IT WOULDN'T take long to learn the script for Camille
Claudel 1915 (Cert. PG). Most of the film concentrates on
Juliette Binoche's face, the camera (reminiscent of Carl Dreyer's
The Passion of Joan of Arc) slowly moving in on it. It's
remarkable how much she conveys without word or action.
The film is based on correspondence and notes of this real-life
sculptress and her brother Paul. The date in the title is when she
and other inmates at a mental asylum were transferred to Provence
as northern hostilities increased. The 1988 film Camille
Claudel ends with her entry into an asylum. The current film
begins soon thereafter. Camille keenly awaits a visit from Paul.

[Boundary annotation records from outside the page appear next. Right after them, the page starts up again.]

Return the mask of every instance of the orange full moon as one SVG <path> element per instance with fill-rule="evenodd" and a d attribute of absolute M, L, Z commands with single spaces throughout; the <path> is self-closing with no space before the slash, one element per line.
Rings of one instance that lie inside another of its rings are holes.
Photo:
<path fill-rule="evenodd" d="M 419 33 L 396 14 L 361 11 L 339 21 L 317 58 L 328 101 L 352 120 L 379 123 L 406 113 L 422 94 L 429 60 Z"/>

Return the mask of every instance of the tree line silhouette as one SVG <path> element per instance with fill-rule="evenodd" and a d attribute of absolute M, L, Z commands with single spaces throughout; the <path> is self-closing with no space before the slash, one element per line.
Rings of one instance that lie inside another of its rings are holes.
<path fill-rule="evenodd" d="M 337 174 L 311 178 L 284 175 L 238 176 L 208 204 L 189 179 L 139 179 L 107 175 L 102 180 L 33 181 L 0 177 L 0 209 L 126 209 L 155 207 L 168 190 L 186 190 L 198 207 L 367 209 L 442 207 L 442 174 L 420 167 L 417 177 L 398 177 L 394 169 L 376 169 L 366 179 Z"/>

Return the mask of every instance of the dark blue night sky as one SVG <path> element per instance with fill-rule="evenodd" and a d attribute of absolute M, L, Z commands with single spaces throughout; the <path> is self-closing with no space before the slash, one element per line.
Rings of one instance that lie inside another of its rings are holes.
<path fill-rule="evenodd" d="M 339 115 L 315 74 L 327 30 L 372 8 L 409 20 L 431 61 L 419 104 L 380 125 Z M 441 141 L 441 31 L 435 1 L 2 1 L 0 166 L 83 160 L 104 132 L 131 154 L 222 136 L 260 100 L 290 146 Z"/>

Before "voluntary" incarceration, she had been a successful artist,
a pupil and mistress of Auguste Rodin. She is convinced that
powerful men, threatened by female talent, have stolen or destroyed
much of her work.
Before making films, the director, Bruno Dumont, taught
philosophy. As in previous work, such as Hadewijch (Arts, 17 February
2012) and Hors Satan (Arts, 4 January 2013), he
encourages us to adopt a spiritual rather than religious
perspective. It is art, not Christianity, that provides
opportunities to experience transcendence. Yet Camille, after her
breakdown, has all but abandoned art. Any transcendence comes
through her continued Roman Catholicism.
Although asylum staff suggest Camille's release, Paul believes
he does God's will by keeping her locked up until she dies 28 years
later. Staff members are sympathetic to her situation: one even
carries forbidden letters in and out of the building for her. What
makes Camille's circumstances the more depressing is that all the
other residents seem grotesque by comparison. Dumont has defended
his use of mental patients and staff to highlight Camille's
ordinariness, a device similarly employed in 1975 by Milos Forman
in One Flew over the Cuckoo's Nest. And if Dreyer, a
religious sceptic, is one touchstone for Dumont, then the other is
the fervently RC Robert Bresson, whose use of long meditative shots
to expose our inner souls comes into play here: all those silences
where we are left to imagine what's going on inside Camille's
head.
What does she make of this visit by Paul (Jean-Luc Vincent), the
younger brother now in charge of her fate? He fails to return her
eager embrace. His staunch Catholicism is aghast at Camille's
former bohemianism. He reprimands her wishes for release by echoing
Job 11.6: "God allows for experience, Camille. He allows us to fall
into sin to confirm the secrets of his wisdom." And, while we
witness only three days in Camille's life, they represent the rest
of it: a costly acceptance of a continuing plight.
She transcends her circumstances in so far as she perceives and
lives in another world from the one in which she is placed. Judging
from Binoche's face, it feels more like purgatory than heaven. Fra
Giovanni Giocondo comes to mind: "There is a radiance and glory in
the darkness, could we but see, and to see we only have to
look."
Camille may well be looking, but it isn't clear to me that
Dumont's notions of transcendence, visually if starkly beautiful,
ever reach an equivalent point for her.